Tracey wrapped her left arm around his upper right arm. –It’s been true for a long, long time.”

–Maybe I’ve known it for a long, long time,” he told her.

–Why do you say that?”

–Because you’re the girl I love.”

The faculty urged the students whose parents were not present to go home as soon as possible. Their possessions would be sent to their homes promptly, and they would be receiving owls concerning the final status of their school year.

But Tracey and Howe lingered at the table.

–What will you do after you go home?” Howe asked her.

–Recover at home. I expect the N.E.W.T.s will be scheduled for later in the summer, so I’ll have to study. If I do well enough in them, I’ll apply for a place in the Healer class that opens in the autumn. What about you?”

–I’ll be going back to Skye, to our croft, of course.”

–It will seem tame after what has happened here,” Tracy suggested.

–I wanted to do something I’d never do otherwise,” Howe said. –Looks like I succeeded beyond my wildest dreams.”

–Do you have an Apparation license?” Tracey asked.

–My parents taught me how to Apparate when I was fifteen, but I never got a license,” Howe answered.

–You’ve been doing it illegally all these years?”

–I only ever Apparated within the boundaries of our own land.

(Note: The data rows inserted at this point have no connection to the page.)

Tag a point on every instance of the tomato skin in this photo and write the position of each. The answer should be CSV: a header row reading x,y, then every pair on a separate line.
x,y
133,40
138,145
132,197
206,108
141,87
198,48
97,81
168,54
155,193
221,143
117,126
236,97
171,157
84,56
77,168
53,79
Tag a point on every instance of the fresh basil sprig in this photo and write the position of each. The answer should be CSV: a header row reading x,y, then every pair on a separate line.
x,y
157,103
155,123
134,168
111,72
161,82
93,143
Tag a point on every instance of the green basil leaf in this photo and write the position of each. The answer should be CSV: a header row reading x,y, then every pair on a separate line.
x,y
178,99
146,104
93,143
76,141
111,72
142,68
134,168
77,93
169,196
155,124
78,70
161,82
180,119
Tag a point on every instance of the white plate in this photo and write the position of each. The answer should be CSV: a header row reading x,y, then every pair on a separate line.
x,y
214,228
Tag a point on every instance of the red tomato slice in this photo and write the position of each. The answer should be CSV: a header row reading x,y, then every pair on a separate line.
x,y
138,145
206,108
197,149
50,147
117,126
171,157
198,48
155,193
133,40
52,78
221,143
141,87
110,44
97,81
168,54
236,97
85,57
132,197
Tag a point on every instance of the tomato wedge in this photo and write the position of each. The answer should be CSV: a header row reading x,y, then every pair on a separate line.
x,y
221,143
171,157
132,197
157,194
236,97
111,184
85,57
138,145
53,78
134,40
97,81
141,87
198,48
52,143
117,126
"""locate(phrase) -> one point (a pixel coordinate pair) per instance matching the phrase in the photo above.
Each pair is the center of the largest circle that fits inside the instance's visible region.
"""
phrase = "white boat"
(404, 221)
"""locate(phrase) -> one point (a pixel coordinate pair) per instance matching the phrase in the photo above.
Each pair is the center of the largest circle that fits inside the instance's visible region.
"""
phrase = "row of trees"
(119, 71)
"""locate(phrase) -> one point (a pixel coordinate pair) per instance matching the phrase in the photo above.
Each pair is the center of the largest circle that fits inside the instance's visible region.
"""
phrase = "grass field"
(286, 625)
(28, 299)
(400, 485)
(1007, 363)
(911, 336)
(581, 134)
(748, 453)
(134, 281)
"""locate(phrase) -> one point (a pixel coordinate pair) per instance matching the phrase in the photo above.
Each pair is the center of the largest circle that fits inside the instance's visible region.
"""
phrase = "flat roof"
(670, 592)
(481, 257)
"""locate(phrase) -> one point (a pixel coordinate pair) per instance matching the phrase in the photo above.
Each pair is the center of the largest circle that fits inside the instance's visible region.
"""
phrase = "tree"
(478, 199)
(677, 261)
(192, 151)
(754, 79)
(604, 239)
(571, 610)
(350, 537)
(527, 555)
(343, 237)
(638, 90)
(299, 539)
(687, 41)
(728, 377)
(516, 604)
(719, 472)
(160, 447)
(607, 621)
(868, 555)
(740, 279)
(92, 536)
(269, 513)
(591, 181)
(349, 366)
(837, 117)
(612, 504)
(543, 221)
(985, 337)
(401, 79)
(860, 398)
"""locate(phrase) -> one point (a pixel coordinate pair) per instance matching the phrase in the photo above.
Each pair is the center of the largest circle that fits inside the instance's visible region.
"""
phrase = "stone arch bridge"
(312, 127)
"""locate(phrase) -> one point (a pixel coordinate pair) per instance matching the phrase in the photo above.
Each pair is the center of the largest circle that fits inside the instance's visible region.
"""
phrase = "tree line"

I don’t know if that’s illegal.”

–Maybe not,” she said. –But I’d better go with you, just in case. We don’t want to get into trouble.”

–Trouble? Heavens, no!”

Laughing, they stood up, holding hands, and walked out through the splintered main doors into the bright sunlight, spun on their heels, and disappeared.
Chapter Endnotes: The words of Tracey when she encounters Howe again at the end of the story were inspired by my feelings when I feared that my daughter had drowned in the Indian Ocean tsunami of 2004.